Four decades after the Mullahs took power in Iran, the collapsed economy is sinking day by day as a result of failed management and policies. It was predictable from the start, as once the Islamic Revolutionary leader, Ayatollah Khomeini said: “Economics is for donkeys.” The inability of the theocracy to manage the economy will bring on its coming downfall.
The situation of Iran is worsening day by day in various fields under the Khomeinist regime rule Iran encounters an immense economic crisis by the chronic effects of currency devaluation, an unbalanced government budget, inflation, a corrupt banking system, an inadequate pension fund, and widespread unemployment. All of the problems are being rapidly accelerated and magnified by the American sanctions taking hold in various areas that affect Iran greatly.
Iran’s economic freedom scores only 51.1, making its economy the 155th freest in 2019 (between Lebanon and Angola), according to Heritage.org. At least 60 percent of the country’s wealth is controlled by just 300 state-backed entities in Iran.

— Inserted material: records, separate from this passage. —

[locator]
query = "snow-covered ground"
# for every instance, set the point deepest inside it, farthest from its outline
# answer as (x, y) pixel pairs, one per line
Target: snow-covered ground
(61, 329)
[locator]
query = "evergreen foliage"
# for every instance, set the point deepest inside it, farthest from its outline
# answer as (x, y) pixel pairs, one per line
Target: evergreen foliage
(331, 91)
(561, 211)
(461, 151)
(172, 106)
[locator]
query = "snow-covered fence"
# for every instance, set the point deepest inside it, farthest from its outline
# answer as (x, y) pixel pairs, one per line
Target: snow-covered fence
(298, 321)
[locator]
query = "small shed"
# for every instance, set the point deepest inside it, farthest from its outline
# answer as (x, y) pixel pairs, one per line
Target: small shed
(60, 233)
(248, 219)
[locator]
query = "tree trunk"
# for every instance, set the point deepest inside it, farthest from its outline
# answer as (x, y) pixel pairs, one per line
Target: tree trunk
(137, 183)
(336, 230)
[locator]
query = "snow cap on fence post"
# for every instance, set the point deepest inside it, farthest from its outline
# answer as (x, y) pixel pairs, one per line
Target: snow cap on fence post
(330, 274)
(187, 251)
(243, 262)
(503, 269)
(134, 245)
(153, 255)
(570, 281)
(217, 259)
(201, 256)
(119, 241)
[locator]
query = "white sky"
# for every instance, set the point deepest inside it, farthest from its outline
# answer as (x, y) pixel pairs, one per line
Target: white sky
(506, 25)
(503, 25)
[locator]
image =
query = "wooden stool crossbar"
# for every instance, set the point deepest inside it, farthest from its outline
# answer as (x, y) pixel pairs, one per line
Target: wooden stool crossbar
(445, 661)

Further, more than 40 percent of the economy is controlled by the Islamic Revolutionary Guard Corps (IRGC), a recently designated Foreign Terrorist Organization. The mass of economic profits in all sectors is confiscated by that terrorist organization.
The economy suffers from a systematic corruption that has been ruined by graft giveaways of discount coupons and subsidies. Each of the succeeding presidents in Iran under the theocracy has somehow damaged the economy in his own way. Each one proved worse than the next. The IRGC-backed president Ahmadinejad was one whose administration planned for “Subsidy Reform”. The plan had been scheduled to eliminate the subsidy on energy and food in a five-year-period. Although the elimination of subsidies is generally beneficial for any free economy, the Iranian economy has never had infrastructure in place to adjust for such economic reform.

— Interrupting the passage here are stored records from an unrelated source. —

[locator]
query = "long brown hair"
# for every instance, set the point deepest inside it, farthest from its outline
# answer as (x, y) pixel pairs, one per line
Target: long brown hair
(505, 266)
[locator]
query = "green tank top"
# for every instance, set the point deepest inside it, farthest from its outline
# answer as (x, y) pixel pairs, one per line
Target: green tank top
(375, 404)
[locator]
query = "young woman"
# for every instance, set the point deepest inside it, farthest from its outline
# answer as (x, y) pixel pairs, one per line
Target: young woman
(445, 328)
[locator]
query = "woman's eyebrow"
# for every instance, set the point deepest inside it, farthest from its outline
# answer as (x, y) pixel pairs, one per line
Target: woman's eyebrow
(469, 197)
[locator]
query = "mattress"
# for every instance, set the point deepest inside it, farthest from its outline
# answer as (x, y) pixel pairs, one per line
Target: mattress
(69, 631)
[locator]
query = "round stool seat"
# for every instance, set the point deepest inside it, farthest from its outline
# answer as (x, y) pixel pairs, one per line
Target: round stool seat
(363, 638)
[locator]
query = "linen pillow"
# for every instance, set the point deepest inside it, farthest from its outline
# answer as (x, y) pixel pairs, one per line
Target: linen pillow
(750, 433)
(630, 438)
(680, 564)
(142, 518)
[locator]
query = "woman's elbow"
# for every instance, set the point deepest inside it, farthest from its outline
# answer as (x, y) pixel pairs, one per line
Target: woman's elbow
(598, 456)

The self-proclaimed moderate Rouhani hammered the final nail in the nation’s economic coffin. All of the promised reforms became one wild-goose chase after another and failed to revive Iran’s economy.
The country now faces triple-digit inflation, rapid devaluation of Iran’s currency, double-digit unemployment, bankrupt banks and financial and credit institutes, far-reaching bribery and embezzlement, a negative-growth rate in the economy, low foreign net debt (lower than other developing countries), and compounding land disasters, as a result of chronic drought, water shortages, and environmental change. As the economy and citizens’ purchasing power has plummeted, the volume of liquidity has risen 1,100 times in the past three decades.
The state-run ISNA quotes an analyst, declaring that “Zero exemptions for Iran oil sanctions” aggravates the situation for the kleptocrats in Tehran. But, Iran’s economic problems are due to a lack of management, not sanctions, he claims.
Iran is the only country, among the Middle Eastern and North African countries, to experience “negative economic growth” in 2019. Even Yemen, a country that is involved in civil war, experiences positive economic growth.
Instead of supporting a properly managed economy, the Islamic regime spends oil money and the country’s assets on terrorism, not on its citizens. So, the deteriorating economy goes further into decline each day. Nobody knows when the country will reach a breaking point. But the ongoing decline in Iran’s industries, its agricultural fields, and non-oil exports will eventually endanger the stability of the theocrats’ hold on power.
Now, the regime faces a new challenge of opposition from the Trump team in White House. President Trump began a calculated policy to counter the mullahs ever since he was inaugurated in 2017. We will see if that added pressure becomes enough for Iranian dissidents across the country to do the job themselves of overthrowing the regime. Its sunset is coming.
Whether or not the regime talks with the United States to work out any new deal, or to ease sanctions, its continued illegitimacy makes the regime vulnerable to collapse, as soon as the citizens decide to massively seize the streets. Any relief deal negotiated with the U.S. will postpone regime change—but it will not prevent it.